Adhesion affects numerous processes, both natural and industrial: from insects or lizards crawling on vertical walls, to the healing of wounds and the deposition of water-repellent coatings on fabrics, all these processes are manifestations of adhesion. Thus, the study of adhesion as a phenomenon and the peculiarities of the adhesive process are of great importance for many applications. The work of adhesion, the thermodynamic work required to separate two phases, can provide a quantification of surface interactions. At the microscale, such interactions are crucial for bio-medical applications and tribological studies. To access the work of adhesion at the microscale, colloidal probe atomic force microscopy (AFM) is the most suitable way as it allows bringing two surfaces into contact locally. Using hard non-deformable (silica) particle as a colloidal probe, while is relatively easy to realize experimentally, may not be suitable in the case of study on deformable polymeric substrates, as it pushes the system out of the equilibrium by exerting large pressure on the small area. Here, the use of a soft deformable colloidal probe can be a better option. However, it is known that maximal load, retraction rate, and contact time influence the measured values drastically if the force-distance curves are analyzed due to their influence on the pull-off process per se in the case of the soft colloidal probe. The combination of AFM and reflection interference contrast microscopy (RICM) to measure optically the contact radius was shown previously to be a possible alternative to extract the work of adhesion without creating rapid pull-off events. This contribution shows for the first time the direct comparison of the force-distance curve analysis (pull-off method) and the combination of AFM and RICM (AFM/RICM) when studying the adhesion of polymeric responsive brush surfaces. The comparison reveals the necessity to measure the contact geometry experimentally.

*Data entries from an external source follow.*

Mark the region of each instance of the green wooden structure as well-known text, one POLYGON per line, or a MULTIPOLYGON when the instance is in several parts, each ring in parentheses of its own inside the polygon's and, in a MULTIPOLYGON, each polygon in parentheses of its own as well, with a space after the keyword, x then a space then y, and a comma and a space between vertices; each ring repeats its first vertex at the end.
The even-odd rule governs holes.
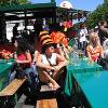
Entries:
MULTIPOLYGON (((58 18, 72 17, 72 14, 78 14, 78 11, 75 9, 64 9, 56 6, 55 0, 51 0, 49 3, 36 3, 36 4, 22 4, 22 5, 8 5, 0 6, 0 37, 5 38, 5 22, 6 21, 19 21, 25 19, 25 27, 27 26, 28 19, 36 18, 52 18, 52 22, 58 21, 58 18), (32 14, 32 15, 27 15, 32 14), (19 16, 22 15, 22 16, 19 16)), ((87 13, 87 11, 84 11, 87 13)))

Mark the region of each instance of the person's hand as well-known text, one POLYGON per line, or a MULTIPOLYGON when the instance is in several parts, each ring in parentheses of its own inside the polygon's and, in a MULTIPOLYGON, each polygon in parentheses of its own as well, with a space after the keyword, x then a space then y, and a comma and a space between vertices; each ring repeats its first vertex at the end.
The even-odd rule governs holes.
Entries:
POLYGON ((22 60, 18 60, 18 59, 15 59, 15 62, 16 62, 16 63, 18 63, 18 64, 21 64, 21 63, 22 63, 22 60))

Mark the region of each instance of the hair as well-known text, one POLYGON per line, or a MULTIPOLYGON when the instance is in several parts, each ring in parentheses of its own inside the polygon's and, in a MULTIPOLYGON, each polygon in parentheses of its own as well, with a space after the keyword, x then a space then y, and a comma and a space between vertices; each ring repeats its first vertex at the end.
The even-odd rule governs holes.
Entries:
POLYGON ((29 44, 25 38, 17 38, 16 42, 17 42, 17 49, 16 49, 17 54, 26 53, 29 50, 29 44))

Here, the adhesive properties of poly-N-isopropylacrylamide (PNIPAM) brush in swollen and collapsed states were investigated by the soft colloidal probe (PDMS particle) AFM. To directly compare the pull-off method with AFM/RICM for different surface conditions, we chose PNIPAM as the material’s co-nonsolvency allows the characterization of swollen and collapsed states of the brush on one sample, broadening the comparison. This comparison revealed that AFM/RICM is a more reliable way to access the values close to the thermodynamic equilibrium since the measurement is carried out when the colloidal probe is held on the PNIPAM brush during all the contact time (10-100s). The pull-off method, on the other hand, relied on the very rapid pull-off process that occurs in a time scale significantly lower than a second. Both methods show larger adhesion for the swollen state of the PNIPAM brush than the collapsed state, which contradicts the existing hard colloidal probe literature data. To understand this result, we investigated the adhesive properties of a redox-responsive PNIPAM-based hydrogel. Thus, we could control the degree of swelling of the hydrogel in situ by triggering the collapse of PNIPAM employing the co-nonsolvency effect and by reducing the cross-linking density by redox stimulus. The experimental values of the work of adhesion in this case scaled with the degree of freedom of the PNIPAM (from the most cross-linked in the collapsed state to the least cross-linked in the swollen state). Thus, the degree of freedom of the chains of PNIPAM in the uncompressed state resulted in greater adhesion in the swollen state than in the collapsed state.

References:

(1) Sychev, D.; Schubotz, S.; Besford, Q. A.; Fery, A.; Auernhammer, G. K.. J. Colloid Interface Sci. 2023, 642, 216–226.
(2) Hofmann, D.; Sychev, D.; Zagradska-Paromova, Z.; Bittrich, E.; Auernhammer, G. K.; Gaitzsch, J. Macromol. Rapid Commun. 2024, 45 (14).